The airline is in voluntary restructuring since July 5 after it filed for Chapter 11 with the New York Southern District bankruptcy court. Since then, the court has approved numerous motions as part of the SAS FORWARD restructuring plan that is behind getting the carrier back to profitability.

SAS reported a SEK -6.523 billion net loss for FY21, with the financial year running from November to October. The Income before tax or EBT was SEK -6.523 billion. In the latest update, the airline says to expect an EBT of approximately SEK -8 billion in FY22. The benefits from the restructuring plan will translate into lowering the loss to SEK -4 to -5 billion in FY23 and returning to profitability in FY24. EBT should be a positive SEK 3 to 4 billion in FY26, which corresponds with an EBT margin of 6 to 8 percent.

Revenues should reach SEK 32 billion in FY22, which compares to SEK 14 billion in FY21. The airline projects SEK 40 billion in revenues in FY23 before returning to pre-pandemic levels in 2025. In 2019, SAS reported SEK 45 billion in revenues, and in 2018 SEK 43 billion. It says today that it expects revenues to reach approximately SEK 49 billion in FY26, which would be a new record in the history of SAS.

Part of the FORWARD plan is the restructuring of net debt by some SEK 20 billion. At the end of Q2 of FY22, net debt stood at SEK 32 billion.

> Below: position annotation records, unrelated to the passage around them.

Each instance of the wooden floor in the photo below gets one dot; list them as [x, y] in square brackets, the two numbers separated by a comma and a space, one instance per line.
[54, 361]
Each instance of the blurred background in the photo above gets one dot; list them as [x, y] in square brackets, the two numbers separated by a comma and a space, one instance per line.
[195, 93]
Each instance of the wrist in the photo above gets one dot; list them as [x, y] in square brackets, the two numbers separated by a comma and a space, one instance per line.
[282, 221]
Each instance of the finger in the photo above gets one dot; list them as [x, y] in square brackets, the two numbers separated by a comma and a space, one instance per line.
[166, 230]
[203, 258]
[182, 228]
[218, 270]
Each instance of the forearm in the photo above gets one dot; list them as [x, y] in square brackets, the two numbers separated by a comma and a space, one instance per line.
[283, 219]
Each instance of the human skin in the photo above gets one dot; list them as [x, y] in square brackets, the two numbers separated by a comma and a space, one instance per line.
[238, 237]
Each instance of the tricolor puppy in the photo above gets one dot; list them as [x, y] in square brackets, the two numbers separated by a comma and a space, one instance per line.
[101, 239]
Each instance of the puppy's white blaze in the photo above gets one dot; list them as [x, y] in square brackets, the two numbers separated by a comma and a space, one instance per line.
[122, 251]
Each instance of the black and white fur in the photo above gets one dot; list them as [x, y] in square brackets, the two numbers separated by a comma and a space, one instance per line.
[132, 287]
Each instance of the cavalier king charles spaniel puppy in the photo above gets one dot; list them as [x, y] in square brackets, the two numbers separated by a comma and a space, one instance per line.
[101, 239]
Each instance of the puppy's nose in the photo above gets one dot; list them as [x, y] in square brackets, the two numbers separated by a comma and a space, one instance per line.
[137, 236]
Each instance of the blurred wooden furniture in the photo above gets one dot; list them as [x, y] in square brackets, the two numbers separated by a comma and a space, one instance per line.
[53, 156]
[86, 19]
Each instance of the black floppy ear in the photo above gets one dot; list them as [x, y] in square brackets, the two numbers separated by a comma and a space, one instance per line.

This is expected to increase to SEK 36 billion by the end of the current financial year, but once debt-restructuring becomes effective in FY23 and FORWARD is fully implemented, SAS should become net-debt-free in FY26. Cash and cash equivalents or liquidity should exceed 15 percent by the end of FY23, increasing to 35-30 percent in FY25 and beyond.

Shareholders heavily diluted

Depending on market conditions, SAS plans an equity capital raise in the first half of 2023. Part of the FORWARD plan is a SEK 9.5 billion capital raise, which will be supported by the Danish government but not by the two other shareholders, Sweden and Norway. SAS warns today that the capital raise will result in a significant dilution for existing shareholders: Given the substantial debt-to-equity conversions anticipated combined with the need for substantial new equity capital, the Company currently expects that the recovery, if any, to unsecured creditors (including holders of commercial hybrid notes and Swiss bonds) will result in significant impairment, and that the resulting dilution to shareholders will likely be substantially greater than 95 percent.”

FORWARD targets SEK 7.5 billion in annual cost reductions until 2026, building on the foundations of previous cost reduction plans in 2020. The ingredients and savings announced today are the same as reported in February, when FORWARD was launched. SEK 2.3 billion should come from the operational model and planning, SEK 1.7 billion from administration, finance, and ICT, SEK 1.2 billion from reducing costs from airport services, and SEK 0.9 billion from commercial and other costs.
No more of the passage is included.